DISABILI. “L’altra inchiesta” denuncia rifiuti delle agenzie di offrire case a disabili

Sette agenzie immobiliari su 10 a Roma hanno negato l’affitto ad un ragazzo disabile. Lo ha documentato lo scorso 13 febbraio il programma "L’altra inchiesta" che ha diffuso il suo video su You Tube. "Protetti da chi?" è il titolo dell’inchiesta che dimostra palesemente che quelle stesse agenzie che hanno scosso la testa al portatore di handicap pochi minuti prima avevano proposto la disponibilità di varie stanze ai giornalisti camuffati da normali clienti. Questo episodio ha fatto grande scalpore e sono arrivate parole di condanna da tutte le forze politiche, ma quel ragazzo, insieme ad altri studenti universitari con disabilità, hanno ancora grande difficoltà a trovare una soluzione compatibile con le loro esigenze e per loro è praticamente impossibile ottenere un alloggio popolare.

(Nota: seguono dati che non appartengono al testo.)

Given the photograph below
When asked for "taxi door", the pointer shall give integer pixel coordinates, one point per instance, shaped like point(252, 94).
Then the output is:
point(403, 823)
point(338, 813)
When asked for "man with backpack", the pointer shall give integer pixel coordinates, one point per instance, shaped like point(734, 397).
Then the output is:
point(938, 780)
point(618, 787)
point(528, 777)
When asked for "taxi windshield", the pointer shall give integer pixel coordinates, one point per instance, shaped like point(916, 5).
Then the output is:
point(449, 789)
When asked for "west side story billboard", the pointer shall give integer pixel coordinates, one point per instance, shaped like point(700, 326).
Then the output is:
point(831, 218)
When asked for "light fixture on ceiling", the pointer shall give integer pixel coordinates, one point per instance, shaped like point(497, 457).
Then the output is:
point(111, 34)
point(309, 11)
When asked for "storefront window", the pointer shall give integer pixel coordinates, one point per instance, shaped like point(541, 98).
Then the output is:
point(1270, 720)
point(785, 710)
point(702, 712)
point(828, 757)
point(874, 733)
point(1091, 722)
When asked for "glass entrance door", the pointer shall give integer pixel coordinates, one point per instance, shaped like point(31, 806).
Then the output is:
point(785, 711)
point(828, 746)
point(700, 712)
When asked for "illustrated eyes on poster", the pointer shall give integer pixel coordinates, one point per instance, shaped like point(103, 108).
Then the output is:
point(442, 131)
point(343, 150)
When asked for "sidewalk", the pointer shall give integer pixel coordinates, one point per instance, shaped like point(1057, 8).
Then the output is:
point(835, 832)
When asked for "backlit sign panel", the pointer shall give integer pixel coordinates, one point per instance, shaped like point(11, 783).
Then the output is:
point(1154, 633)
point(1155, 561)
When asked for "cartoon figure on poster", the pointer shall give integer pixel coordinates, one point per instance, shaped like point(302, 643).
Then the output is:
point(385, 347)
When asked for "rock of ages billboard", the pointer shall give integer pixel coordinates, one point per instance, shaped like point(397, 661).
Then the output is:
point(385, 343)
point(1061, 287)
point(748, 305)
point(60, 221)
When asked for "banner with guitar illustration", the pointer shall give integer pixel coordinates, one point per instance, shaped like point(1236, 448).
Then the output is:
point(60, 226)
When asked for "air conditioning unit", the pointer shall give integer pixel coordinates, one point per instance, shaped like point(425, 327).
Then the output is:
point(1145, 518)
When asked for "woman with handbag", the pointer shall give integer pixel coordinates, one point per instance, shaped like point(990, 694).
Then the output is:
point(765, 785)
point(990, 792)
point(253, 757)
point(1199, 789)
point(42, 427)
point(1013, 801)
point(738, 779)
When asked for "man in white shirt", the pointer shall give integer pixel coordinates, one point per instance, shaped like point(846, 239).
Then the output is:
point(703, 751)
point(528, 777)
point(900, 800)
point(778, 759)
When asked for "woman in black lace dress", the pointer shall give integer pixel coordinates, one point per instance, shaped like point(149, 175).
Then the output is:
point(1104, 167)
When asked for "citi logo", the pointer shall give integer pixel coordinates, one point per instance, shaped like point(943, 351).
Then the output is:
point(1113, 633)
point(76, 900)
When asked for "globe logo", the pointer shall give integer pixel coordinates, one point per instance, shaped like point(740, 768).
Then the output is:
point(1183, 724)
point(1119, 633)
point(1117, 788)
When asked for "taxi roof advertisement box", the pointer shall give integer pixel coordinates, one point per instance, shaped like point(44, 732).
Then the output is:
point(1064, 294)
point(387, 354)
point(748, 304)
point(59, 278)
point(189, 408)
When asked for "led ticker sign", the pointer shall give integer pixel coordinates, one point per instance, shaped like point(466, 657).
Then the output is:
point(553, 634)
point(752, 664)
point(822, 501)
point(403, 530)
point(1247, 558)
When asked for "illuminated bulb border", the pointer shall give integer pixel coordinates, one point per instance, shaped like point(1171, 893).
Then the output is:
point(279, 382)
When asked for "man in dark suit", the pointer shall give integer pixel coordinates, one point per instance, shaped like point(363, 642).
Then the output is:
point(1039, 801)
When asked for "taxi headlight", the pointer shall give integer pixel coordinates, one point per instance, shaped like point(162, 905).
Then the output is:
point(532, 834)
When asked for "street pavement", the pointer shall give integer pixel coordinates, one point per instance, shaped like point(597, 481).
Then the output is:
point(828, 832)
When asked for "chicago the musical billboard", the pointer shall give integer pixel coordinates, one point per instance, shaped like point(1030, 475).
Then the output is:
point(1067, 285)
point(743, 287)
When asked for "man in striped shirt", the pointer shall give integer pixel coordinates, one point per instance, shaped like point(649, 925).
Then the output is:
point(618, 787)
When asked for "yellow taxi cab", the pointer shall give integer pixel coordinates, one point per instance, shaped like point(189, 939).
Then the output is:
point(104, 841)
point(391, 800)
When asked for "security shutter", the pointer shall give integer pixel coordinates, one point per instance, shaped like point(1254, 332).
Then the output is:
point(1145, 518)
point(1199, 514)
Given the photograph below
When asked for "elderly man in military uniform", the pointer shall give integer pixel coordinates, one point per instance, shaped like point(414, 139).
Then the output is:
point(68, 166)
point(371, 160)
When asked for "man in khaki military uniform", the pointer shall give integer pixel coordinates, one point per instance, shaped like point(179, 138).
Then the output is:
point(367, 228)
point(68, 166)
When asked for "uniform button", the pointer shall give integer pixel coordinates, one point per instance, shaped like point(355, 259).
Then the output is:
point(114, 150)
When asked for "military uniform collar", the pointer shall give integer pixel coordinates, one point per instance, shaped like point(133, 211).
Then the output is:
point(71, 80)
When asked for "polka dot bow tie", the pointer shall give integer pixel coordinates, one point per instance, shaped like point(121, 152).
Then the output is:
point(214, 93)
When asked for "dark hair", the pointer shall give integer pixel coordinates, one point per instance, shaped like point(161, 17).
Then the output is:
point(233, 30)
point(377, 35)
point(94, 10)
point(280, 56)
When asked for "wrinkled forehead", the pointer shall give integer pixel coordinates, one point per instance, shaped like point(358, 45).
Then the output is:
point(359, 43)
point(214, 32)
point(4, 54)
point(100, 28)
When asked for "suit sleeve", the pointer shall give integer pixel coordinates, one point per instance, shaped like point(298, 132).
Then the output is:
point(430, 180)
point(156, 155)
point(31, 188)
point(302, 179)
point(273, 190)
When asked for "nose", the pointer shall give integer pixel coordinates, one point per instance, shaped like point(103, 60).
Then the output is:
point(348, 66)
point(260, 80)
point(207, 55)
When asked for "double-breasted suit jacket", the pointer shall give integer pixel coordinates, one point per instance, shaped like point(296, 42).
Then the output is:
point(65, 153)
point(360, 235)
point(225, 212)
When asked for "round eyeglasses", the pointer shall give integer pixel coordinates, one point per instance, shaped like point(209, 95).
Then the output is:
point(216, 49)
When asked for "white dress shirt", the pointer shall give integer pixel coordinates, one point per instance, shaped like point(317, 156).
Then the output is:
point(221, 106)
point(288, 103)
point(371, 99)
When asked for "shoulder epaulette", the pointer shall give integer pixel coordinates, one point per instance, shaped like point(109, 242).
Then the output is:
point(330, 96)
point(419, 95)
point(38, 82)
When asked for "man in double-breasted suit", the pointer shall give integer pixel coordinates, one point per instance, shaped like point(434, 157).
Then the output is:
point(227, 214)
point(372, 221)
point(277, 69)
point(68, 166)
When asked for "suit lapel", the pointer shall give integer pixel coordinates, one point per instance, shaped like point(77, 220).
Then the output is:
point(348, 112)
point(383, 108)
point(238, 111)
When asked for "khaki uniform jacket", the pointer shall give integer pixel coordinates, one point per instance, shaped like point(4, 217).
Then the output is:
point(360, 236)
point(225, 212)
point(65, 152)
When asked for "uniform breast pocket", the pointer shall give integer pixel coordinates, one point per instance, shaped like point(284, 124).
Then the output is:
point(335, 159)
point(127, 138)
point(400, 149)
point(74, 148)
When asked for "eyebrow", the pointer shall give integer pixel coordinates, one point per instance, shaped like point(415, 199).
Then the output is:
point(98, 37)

Ai disabili a Roma, inoltre, non viene riconosciuto il diritto all’alloggio popolare: la Polizia Municipale ha riscontrato oltre 5mila casi di illegalità su 100mila alloggi popolari presenti a Roma; molti di questi appartamenti spettavano a persone portatrici di handicap. Un punto di riferimento per un disabile nella Capitale dovrebbe essere l’Ufficio per l’emergenza abitativa del Comune di Roma che assegna, in base ad una graduatoria, gli alloggi dell’Ater, l’azienda territoriale per l’edilizia residenziale pubblica. Il 5% di questi alloggi deve essere destinato, per legge, alle persone portatrici di handicap e deve, di conseguenza, essere costruito rispettando la normativa che prevede, ad esempio, l’abbattimento delle barriere architettoniche.

Domani sera, sull’emittente Retesole andrà in onda questo video in cui si documenta, inoltre che 8 appartamenti situati al pian terreno di uno stabile dell’Ater, al Tiburtino Terzo, sono stati costruiti per essere assegnati ai disabili, ma attualmente non sono abitati da nessun portatore di handicap. Chi ha commesso questo torto? Il Presidente dell’Ater, Luca Petrucci, ha sostenuto che la responsabilità di questo è soltanto del Comune di Roma. Toccherà alla giunta Alemanno, che si è appena insediata, il delicato compito di far luce sulla vicenda.